Feelings of helplessness and hopelessness—with which Americans are far too familiar when it comes to gun violence—were part of the reason that Wenner, chief executive officer of Rolling Stone, spearheaded the event alongside supermodel Elson, her boyfriend Foster, and Antonoff. He also brought in John Feinblatt, the president of Everytown for Gun Safety, for a conversation on what everyday folks can do to aid gun control efforts.

“We wanted to get a group of interesting and interested, engaged people from different backgrounds with some amount of influence to use their mediums, their platforms, their art forms, to make a difference,” Wenner said.

Mark Ronson

Photo by Dave Kotinsky/Getty Images for Electric Lady Studios

Brooke Neidich, Grace Gummer, and Karen Elson.

Photo by Dave Kotinsky/Getty Images for Electric Lady Studios

Rachel Antonoff

Photo by Dave Kotinsky/Getty Images for Electric Lady Studios

Elson and her daughter, Scarlett Teresa White.

Photo by Dave Kotinsky/Getty Images for Electric Lady Studios

Feinblatt described Everytown as a “counterweight to the NRA,” the pro-gun organization that holds immense amounts of clout and political pull, but whose influence and contacts in the White House are waning.

“The school shootings in particular have hit parents in the gut,” he explained. “The most damaging thing the NRA has done is convince people that guns make you safer, despite mountains of evidence indicating otherwise.

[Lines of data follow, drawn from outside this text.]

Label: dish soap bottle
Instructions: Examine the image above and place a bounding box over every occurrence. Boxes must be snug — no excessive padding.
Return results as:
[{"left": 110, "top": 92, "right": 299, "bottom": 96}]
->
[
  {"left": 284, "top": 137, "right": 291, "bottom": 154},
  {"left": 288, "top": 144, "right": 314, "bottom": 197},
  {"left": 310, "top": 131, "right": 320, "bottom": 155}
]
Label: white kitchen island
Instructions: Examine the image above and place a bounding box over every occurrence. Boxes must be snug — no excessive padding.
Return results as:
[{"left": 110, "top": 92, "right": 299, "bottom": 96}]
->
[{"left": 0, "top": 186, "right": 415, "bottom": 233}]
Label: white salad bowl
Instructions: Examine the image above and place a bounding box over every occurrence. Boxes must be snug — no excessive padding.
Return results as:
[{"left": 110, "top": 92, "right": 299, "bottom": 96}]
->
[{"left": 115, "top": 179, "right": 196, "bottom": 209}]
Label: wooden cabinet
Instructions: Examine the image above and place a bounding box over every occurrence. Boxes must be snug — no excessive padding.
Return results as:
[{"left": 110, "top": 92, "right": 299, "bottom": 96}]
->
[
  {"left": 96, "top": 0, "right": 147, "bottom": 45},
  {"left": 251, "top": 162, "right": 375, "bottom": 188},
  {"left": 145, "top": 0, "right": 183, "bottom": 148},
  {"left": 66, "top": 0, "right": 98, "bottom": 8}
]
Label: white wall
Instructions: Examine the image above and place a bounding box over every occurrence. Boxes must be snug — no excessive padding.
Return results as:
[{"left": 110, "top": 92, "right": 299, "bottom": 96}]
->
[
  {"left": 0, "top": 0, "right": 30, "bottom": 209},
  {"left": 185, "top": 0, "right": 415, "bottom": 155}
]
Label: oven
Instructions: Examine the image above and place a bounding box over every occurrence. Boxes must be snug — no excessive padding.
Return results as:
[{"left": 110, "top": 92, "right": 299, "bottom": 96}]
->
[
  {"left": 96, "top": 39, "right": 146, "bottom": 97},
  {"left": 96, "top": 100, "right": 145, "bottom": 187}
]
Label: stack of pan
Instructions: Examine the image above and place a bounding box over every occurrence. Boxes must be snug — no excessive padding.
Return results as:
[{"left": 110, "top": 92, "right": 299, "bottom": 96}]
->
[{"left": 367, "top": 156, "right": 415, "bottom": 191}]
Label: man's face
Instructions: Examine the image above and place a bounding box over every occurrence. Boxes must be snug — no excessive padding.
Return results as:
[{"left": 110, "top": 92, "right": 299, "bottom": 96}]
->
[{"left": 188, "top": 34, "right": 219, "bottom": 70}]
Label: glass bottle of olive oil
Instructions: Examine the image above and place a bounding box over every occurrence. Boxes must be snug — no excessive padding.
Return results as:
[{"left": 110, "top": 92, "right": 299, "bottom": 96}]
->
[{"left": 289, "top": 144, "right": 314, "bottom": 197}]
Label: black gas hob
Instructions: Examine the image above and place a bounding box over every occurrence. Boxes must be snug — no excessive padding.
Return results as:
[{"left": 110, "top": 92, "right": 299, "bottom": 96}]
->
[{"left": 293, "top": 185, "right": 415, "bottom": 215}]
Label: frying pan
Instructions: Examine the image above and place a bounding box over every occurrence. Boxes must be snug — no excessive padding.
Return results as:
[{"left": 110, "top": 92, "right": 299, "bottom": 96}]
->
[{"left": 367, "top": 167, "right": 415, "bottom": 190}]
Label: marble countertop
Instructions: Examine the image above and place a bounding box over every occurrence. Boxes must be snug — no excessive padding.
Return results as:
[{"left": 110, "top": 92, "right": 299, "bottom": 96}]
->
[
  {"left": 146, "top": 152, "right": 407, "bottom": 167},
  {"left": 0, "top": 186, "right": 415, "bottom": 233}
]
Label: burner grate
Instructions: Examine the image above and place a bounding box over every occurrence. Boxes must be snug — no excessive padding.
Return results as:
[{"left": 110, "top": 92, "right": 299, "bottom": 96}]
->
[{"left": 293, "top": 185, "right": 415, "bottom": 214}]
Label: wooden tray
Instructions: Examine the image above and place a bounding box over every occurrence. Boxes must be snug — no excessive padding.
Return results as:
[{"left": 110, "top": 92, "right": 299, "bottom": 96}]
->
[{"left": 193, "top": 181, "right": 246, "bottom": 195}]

So are we going to rid this country of guns? Probably not. But we need to use our platforms, our influence, our money—because movements aren’t powered without money—to change public perception of guns.”

Feinblatt suggested calling, texting, or writing letters to local legislators pushing for sensible gun legislation, and checking on where candidates in the upcoming presidential season stand on gun control. “The way to do it is for people to keep raising their hands in a way that feels natural for them,” he added.

Wenner and Feinblatt in conversation.

Photo by Dave Kotinsky/Getty Images for Electric Lady Studios

Remi Wolfe performed a set following the discussion.

Photo by Dave Kotinsky/Getty Images for Electric Lady Studios

Everytown is currently working to pass gun control legislation in key states, while also coming up with new ideas on how to make the United States safer. For instance, Feinblatt said, the organization is working on the idea of palm print recognition for guns, which allows only the rightful owner of the firearm to discharge it. “We have facial recognition technology for our phones—why not guns?” The group is also in talks with the Defense Department, urging them to keep tabs on the most common types of firearms. “If a manufacture’s assault weapons keep showing up at crime scenes, the Department of Defense should have that manufacturer cease operations,” he said.

Elson—whose daughter with Jack White, Scarlett Teresa White, also attended the event—spoke on her experience as a Brit living in a red state. “You see people with guns in their pockets all the time,” she said of Tennesse. “As much as I love this country, it’s a part of life. But the one thing I have learned living here is that, sometimes, you have to break bread with people you share very different values with because it’s the only way you get things done.” Still, she added, “I do think the devastation associated with gun violence atrocities might be the one thing that all rational people can agree on.”